No final das contas - Parte 04

1.8K 343 58
                                    

Davi chegou no bar já subindo nas tamancas. Ou melhor, atirando tamancas para todos os lados. Especialmente na minha direção. Ele adorava brigar comigo, mesmo quando a culpa dos acontecimentos não era minha. Eu, sinceramente, nem ligava mais. Davi estava longe de ser o motivo que me mantinha trabalhando naquele bar. Pedro era um deles. As comissões, outro. Dinheiro para pagar minha faculdade de Design, o principal.

— Quem é aquele garoto servindo a mesa 15? – Davi perguntou.

— É um suplente – Pedro explicou. – Como eu avisei no telefone, Dani teve uma indisposição e...

Davi não estava mais ouvindo. Ele já estava caminhando na direção de Marcelo, para averiguar sua procedência e fazer um monte de perguntas. A mesa 15 ficou sem atendimento durante todo tempo que Marcelo estava ocupado respondendo tudo, mas acho que ele passou no teste, pois foi liberado pelo chefe para voltar ao trabalho.

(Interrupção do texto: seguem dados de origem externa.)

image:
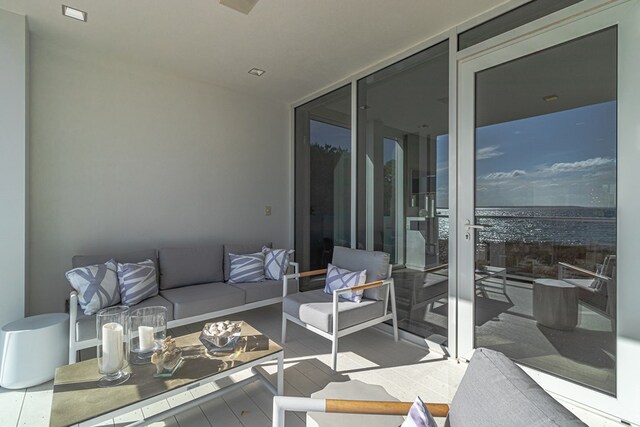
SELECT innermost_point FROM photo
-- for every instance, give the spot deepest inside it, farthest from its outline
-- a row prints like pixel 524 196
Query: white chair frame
pixel 336 333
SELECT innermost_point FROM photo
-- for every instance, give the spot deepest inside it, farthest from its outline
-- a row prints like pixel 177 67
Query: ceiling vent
pixel 242 6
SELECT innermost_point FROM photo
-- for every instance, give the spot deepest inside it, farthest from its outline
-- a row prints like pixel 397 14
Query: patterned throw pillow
pixel 97 286
pixel 338 278
pixel 246 268
pixel 137 281
pixel 419 416
pixel 276 262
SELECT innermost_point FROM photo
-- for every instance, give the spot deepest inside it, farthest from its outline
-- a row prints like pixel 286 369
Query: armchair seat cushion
pixel 86 325
pixel 260 291
pixel 316 309
pixel 189 301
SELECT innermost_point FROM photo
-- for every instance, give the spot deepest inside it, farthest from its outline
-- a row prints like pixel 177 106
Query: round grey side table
pixel 33 348
pixel 555 303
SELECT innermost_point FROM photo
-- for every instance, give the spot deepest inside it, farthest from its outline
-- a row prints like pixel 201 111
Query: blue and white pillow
pixel 338 278
pixel 246 268
pixel 276 262
pixel 419 416
pixel 97 286
pixel 137 281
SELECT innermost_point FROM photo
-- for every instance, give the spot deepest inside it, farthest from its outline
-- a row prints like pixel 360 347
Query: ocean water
pixel 556 224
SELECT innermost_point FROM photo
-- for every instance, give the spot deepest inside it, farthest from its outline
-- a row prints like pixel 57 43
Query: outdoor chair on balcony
pixel 330 315
pixel 601 282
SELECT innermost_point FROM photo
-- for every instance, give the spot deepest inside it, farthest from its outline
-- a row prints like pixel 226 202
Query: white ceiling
pixel 304 45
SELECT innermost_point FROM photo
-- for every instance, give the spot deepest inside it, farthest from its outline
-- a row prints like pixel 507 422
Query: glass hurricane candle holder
pixel 112 330
pixel 148 331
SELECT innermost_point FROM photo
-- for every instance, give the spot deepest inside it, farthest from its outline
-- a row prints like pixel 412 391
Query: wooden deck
pixel 371 356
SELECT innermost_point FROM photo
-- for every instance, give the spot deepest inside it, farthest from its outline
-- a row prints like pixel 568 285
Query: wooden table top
pixel 77 397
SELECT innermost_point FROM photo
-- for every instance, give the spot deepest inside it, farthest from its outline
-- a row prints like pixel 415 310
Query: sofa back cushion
pixel 496 392
pixel 190 266
pixel 376 264
pixel 240 249
pixel 121 257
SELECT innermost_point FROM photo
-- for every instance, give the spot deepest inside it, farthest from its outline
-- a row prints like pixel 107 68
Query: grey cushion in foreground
pixel 86 325
pixel 376 264
pixel 194 300
pixel 190 266
pixel 240 249
pixel 260 291
pixel 496 392
pixel 316 309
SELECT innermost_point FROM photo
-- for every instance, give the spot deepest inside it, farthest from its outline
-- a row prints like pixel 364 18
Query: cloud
pixel 579 166
pixel 488 152
pixel 505 175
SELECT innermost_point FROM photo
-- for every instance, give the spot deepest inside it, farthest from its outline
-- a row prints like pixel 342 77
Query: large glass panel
pixel 403 183
pixel 322 178
pixel 545 174
pixel 515 18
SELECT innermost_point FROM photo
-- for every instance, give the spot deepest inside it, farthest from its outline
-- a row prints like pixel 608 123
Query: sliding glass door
pixel 540 201
pixel 403 192
pixel 322 178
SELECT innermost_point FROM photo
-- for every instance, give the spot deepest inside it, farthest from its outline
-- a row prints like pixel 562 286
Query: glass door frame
pixel 625 16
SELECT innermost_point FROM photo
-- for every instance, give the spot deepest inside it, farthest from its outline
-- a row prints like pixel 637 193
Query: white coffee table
pixel 77 399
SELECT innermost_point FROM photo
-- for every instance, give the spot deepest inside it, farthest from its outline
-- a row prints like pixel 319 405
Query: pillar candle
pixel 145 337
pixel 112 347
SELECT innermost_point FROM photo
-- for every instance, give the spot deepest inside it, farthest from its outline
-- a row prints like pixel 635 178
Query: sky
pixel 566 158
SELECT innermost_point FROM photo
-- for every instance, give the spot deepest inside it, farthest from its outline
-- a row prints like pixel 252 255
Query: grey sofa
pixel 494 392
pixel 193 287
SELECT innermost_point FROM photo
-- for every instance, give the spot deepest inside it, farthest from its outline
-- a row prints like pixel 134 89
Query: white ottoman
pixel 353 390
pixel 33 348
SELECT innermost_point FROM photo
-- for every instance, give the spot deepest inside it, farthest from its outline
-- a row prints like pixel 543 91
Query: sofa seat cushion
pixel 496 392
pixel 195 300
pixel 86 325
pixel 260 291
pixel 190 266
pixel 316 309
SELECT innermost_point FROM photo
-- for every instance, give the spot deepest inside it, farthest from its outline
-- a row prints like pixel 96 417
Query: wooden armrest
pixel 381 408
pixel 362 287
pixel 312 273
pixel 584 271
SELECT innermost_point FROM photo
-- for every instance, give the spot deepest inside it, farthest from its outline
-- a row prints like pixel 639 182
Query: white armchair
pixel 332 317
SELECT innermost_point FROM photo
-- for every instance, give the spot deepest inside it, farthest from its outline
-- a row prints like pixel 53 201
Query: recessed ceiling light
pixel 256 72
pixel 74 13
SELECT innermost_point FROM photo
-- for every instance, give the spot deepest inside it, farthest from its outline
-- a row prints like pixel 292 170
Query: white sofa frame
pixel 75 345
pixel 336 333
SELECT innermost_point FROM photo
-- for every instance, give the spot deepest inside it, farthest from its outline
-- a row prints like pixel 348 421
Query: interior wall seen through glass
pixel 402 193
pixel 322 178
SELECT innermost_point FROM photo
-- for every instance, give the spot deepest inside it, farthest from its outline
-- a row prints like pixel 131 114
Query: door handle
pixel 469 226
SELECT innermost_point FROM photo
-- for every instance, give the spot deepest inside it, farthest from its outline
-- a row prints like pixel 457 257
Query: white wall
pixel 125 157
pixel 13 172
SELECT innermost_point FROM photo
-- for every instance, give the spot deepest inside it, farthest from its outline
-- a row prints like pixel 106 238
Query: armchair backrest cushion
pixel 190 266
pixel 376 264
pixel 496 392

— Ele disse que vai me dar toda comissão da noite, a partir do momento que eu assumi o lugar da Daniela – Marcelo explicou, quando nos reunimos no balcão de Pedro.

— Justo – Pedro palpitou.

— Sim – concordei.

— Luísa, posso falar uma coisa com você rapidinho? - Marcelo perguntou, tocando meu braço.

— Claro - respondi, olhando fixamente para o lugar no qual sua mão apertava meu braço.

Ele me puxou um pouco para o lado e, pelo canto de olho, vi Pedro dando uma gargalhada. Também o vi levantando o dedo como se estivesse me chamando atenção. Estava me chamando atenção para música, que tocava "Do jeito que você me olha, vai dar namoro". Estirei um dedo do meio para ele, discretamente. Pelo menos eu acho que Marcelo não viu.

— Seu ex vai pedir a conta a qualquer momento. Queria saber se você não gostaria de entregá-la.

— Eu? Entregar a contar para Gregório? Nem pensar - respondi, subitamente inquieta.

— Entendi. Você ainda nem entregou a conta da sua vida, não é mesmo? - Marcelo disse, sacudindo a cabeça.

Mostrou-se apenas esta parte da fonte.